Topic
3 replies Latest Post - ‏2012-12-11T08:51:07Z by mmalc
SystemAdmin
SystemAdmin
289 Posts
ACCEPTED ANSWER

Pinned topic Architecture question

‏2012-10-31T08:03:48Z |
We have a legacy system that produces files that each contains hundreds of messages (financial transactions). We need to transform these messages into another format and submit them (individually) to a target system. The question is: Should ESB accept these large files for processing directly, or should there be an adapter application between the legacy system and ESB that would split received files into individual messages and let the ESB to process the messages individually (instead of processing the whole file)?

In the first solution we expect two ESB flows. The first one would transform the file into a new format, split it into the messages, and store these messages into a temporary location (eg. a database).
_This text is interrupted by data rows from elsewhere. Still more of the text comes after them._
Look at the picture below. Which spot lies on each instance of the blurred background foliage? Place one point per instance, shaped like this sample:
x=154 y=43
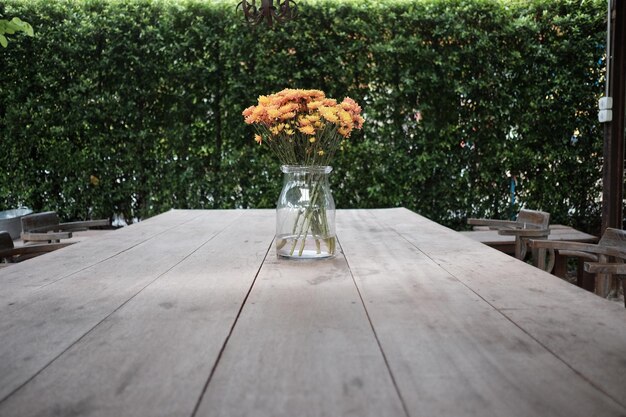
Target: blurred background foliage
x=125 y=109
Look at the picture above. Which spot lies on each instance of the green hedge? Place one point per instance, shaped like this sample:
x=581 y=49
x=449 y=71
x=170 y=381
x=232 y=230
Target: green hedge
x=130 y=108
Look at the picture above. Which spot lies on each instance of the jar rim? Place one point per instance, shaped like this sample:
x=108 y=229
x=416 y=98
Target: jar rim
x=313 y=169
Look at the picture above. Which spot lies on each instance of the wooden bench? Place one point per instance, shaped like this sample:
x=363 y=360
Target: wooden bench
x=558 y=232
x=46 y=226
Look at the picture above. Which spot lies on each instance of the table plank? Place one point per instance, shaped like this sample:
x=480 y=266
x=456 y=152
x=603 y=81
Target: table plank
x=454 y=341
x=585 y=332
x=303 y=346
x=57 y=265
x=68 y=309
The transformation needs to process the file as a whole, because the file contains some common sections that are needed for transformation of the individual messages. The second flow would take the individual transformed messages (each in a separate XA transaction), pass them to the target system, and wait for its answer (synchronously or asynchronously).

The second solution would replace the first flow by an external application that would transform the file, split it into individual transformed messages, and store them in a temporary location (local file system). The second flow would stay in the ESB.
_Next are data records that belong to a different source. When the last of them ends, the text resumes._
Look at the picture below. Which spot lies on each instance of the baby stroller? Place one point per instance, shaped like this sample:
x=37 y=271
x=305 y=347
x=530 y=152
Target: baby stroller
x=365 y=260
In our eyes, the disadvantage of the first solution is in that the ESB would have to process huge files (in the first flow), which is commonly considered an anti-pattern. On the other hand, the ESB would adjust directly to the interface of the legacy system, which is one of the purposes of ESB.

In the second solution, the adapter application would contain the transformation logic, which should be another of the purposes and responsibilities of ESB.

What is the commonly suggested solution for this situation (a pattern)? Which solution would you suggest?

http://publib.boulder.ibm.com/infocenter/esbsoa/wesbv7r5/index.jsp?topic=%2Fcom.ibm.websphere.wesb.programming.doc%2Ftopics%2Fesbprog_patterns.html

https://www.ibm.com/developerworks/wikis/display/esbpatterns/File+Processing

http://www.ibm.com/developerworks/webservices/library/ws-largemessaging/
Updated on 2012-12-11T08:51:07Z at 2012-12-11T08:51:07Z by mmalc
  • mmalc
    mmalc
    74 Posts
    ACCEPTED ANSWER

    Re: Architecture question

    ‏2012-11-06T21:30:08Z  in response to SystemAdmin
    Interesting question. The first thing I'd say is that not everything is solved using an ESB, in the same way that not ever DIY problem is solved with a hammer.
    Thee are some tools that will likely solve this a little more elegantly however this would result in additional cost so the there are tradeoffs that you'd need to consider.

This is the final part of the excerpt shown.